JFC Rejects Self-Insurance Proposal

As expected, on June 15, the Joint Finance Committee (JFC) unanimously rejected the governor’s self-insurance proposal. After rejecting the contracts, JFC co-chairs Rep. John Nygren (R-Marinette) and Sen. Alberta Darling (R-River Hills) put forth their own budget motion, which passed unanimously and still achieved the savings target ($63.9 million general purpose revenue (GPR)) over the next biennium.

The governor’s 2017-19 budget assumed the state would achieve $60 million in savings from the move to self-insurance ($20 million GPR in 2017-18 and $40 million GPR in 2018-19). Walker’s budget in turn invested the savings in K-12 education and used it to offset increased salary and fringe benefits of UW-System employees. The discrepancy between the $60 million and $63.9 million is due to a re-estimate of the governor’s original proposal by the Legislative Fiscal Bureau.

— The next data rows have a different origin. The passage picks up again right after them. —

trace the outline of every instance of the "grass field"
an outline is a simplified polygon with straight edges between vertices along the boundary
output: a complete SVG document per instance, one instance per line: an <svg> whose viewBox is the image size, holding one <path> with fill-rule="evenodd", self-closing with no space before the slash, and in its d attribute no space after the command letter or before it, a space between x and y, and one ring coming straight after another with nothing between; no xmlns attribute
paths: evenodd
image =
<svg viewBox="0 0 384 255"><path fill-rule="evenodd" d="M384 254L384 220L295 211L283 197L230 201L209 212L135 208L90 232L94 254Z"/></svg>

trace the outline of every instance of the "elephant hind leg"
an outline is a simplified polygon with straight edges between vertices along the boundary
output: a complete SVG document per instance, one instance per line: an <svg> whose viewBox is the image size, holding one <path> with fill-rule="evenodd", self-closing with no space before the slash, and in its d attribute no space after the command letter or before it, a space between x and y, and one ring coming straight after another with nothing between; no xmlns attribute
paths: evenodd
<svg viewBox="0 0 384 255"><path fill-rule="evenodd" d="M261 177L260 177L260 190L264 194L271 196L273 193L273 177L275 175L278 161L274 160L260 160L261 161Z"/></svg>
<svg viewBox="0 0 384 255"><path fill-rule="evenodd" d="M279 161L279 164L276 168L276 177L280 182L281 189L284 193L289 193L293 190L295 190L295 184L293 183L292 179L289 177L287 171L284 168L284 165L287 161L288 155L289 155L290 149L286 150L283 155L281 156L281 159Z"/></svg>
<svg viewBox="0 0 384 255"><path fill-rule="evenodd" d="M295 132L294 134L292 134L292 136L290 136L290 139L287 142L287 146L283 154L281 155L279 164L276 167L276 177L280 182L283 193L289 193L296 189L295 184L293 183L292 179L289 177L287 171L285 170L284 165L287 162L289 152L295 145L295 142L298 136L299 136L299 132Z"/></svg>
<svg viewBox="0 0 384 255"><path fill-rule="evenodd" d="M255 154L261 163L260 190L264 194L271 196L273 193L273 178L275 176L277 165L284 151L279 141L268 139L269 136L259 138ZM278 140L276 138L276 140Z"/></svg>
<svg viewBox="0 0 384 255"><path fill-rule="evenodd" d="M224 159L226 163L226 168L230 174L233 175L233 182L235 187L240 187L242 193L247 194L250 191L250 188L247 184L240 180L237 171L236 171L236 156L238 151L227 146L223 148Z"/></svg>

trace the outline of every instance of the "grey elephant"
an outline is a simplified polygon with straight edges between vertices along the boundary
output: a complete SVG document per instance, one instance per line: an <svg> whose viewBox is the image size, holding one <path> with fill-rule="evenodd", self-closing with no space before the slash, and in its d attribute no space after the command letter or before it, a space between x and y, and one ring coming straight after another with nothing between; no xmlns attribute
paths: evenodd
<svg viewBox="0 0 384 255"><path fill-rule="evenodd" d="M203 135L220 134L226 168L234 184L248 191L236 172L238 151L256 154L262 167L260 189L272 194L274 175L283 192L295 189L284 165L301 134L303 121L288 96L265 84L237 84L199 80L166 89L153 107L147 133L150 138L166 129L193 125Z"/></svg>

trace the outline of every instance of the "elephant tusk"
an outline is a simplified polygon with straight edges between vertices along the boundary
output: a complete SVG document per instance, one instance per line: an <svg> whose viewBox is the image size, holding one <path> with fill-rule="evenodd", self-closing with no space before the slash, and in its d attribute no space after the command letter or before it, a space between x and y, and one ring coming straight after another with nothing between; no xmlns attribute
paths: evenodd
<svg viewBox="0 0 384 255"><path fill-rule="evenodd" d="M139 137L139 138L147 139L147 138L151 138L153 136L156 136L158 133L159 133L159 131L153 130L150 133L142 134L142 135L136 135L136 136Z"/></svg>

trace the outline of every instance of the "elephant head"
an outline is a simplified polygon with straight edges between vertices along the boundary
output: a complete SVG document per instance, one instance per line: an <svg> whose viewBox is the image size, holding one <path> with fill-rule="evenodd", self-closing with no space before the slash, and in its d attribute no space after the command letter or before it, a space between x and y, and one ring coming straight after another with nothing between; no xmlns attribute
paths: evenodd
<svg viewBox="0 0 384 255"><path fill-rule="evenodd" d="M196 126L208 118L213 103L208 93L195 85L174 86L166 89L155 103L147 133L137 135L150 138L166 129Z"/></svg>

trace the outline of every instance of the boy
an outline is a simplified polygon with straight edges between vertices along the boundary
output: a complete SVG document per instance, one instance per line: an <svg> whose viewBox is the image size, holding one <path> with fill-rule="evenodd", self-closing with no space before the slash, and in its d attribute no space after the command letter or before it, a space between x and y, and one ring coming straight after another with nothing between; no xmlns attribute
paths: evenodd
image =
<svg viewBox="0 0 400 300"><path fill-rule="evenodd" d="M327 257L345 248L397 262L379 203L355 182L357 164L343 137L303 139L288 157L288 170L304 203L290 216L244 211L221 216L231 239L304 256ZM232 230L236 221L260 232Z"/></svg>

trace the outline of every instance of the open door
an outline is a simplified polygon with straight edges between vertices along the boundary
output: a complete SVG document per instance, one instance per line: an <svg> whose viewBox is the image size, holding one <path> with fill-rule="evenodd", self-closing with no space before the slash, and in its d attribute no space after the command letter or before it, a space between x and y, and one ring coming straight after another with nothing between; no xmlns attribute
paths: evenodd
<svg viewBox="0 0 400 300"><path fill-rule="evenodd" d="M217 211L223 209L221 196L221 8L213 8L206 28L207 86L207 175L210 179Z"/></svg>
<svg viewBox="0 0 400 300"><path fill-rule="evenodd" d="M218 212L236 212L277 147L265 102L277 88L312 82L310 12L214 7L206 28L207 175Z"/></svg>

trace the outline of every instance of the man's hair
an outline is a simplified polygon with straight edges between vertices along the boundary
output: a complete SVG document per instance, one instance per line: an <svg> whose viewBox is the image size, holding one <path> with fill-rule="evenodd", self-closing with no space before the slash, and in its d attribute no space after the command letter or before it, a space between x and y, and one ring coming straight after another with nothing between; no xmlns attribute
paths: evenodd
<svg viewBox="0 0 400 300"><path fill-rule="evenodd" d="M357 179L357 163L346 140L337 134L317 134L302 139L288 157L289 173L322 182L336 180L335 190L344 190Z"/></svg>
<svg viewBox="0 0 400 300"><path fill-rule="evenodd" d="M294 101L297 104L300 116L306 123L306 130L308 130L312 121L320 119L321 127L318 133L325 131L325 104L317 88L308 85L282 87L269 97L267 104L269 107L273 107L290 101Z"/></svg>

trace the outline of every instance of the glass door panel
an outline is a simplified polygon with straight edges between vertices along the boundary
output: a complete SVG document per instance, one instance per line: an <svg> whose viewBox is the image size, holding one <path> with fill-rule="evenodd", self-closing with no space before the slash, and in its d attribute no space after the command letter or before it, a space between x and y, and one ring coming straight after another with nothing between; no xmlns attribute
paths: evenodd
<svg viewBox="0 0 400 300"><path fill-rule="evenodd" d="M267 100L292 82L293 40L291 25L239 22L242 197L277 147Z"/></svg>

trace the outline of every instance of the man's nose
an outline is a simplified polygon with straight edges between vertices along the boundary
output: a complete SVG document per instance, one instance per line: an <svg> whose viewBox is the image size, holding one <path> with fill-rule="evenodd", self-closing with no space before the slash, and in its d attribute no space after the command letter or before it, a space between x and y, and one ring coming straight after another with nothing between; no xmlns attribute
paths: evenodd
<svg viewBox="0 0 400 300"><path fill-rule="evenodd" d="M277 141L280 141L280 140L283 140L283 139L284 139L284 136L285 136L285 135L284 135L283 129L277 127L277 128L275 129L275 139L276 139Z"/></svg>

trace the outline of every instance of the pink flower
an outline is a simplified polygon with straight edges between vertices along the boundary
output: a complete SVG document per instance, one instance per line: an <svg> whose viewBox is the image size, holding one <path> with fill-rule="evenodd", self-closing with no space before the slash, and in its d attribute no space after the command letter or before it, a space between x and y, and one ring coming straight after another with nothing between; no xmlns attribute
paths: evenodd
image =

The JFC co-chairs’ motion passed unanimously. However, as minority JFC members took the bipartisan action as an opportunity to discredit the governor’s proposal, several Republican JFC members pushed back on their reasons for rejecting the proposal and acknowledged the benefits of self-insurance in the private sector.

To accomplish the same level of savings as the governor, the Nygren/Darling motion directs the Group Insurance Board (GIB) to achieve negotiated savings with insurers ($22.7 million GPR) and draw down reserves ($25.8 million GPR). The remainder of the savings ($15.4 million GPR) will be achieved through: increased health care tiers (moving from 3 to 5 tiers), more reserve drawdowns, and plan design changes that do not increase more than 10 percent to employee costs for Tier 1 plans. This could include changes to premiums, copays, deductibles, coinsurance or out-of-pocket maximums.

The co-chairs’ motion also included more legislative oversight of GIB and their reserve policy. It also provides legislative leadership with four appointments to GIB. JFC will have 21-day passive review on all changes GIB makes to the state employee health plan. Finally, as mentioned by the co-chairs before, the motion directs the Joint Legislative Audit Committee to request an audit of the state employee program, including GIB’s reserve policy.

With the budget in limbo, the timing of when JFC will finish their work and when the full legislature will vote on the budget is unknown. Once passed by the legislature, the governor can use his partial veto before signing the budget bill into law.

The question now becomes not if JFC will reject the governor’s self-insurance proposal, but rather how much of the legislature’s alternative proposal will the governor veto?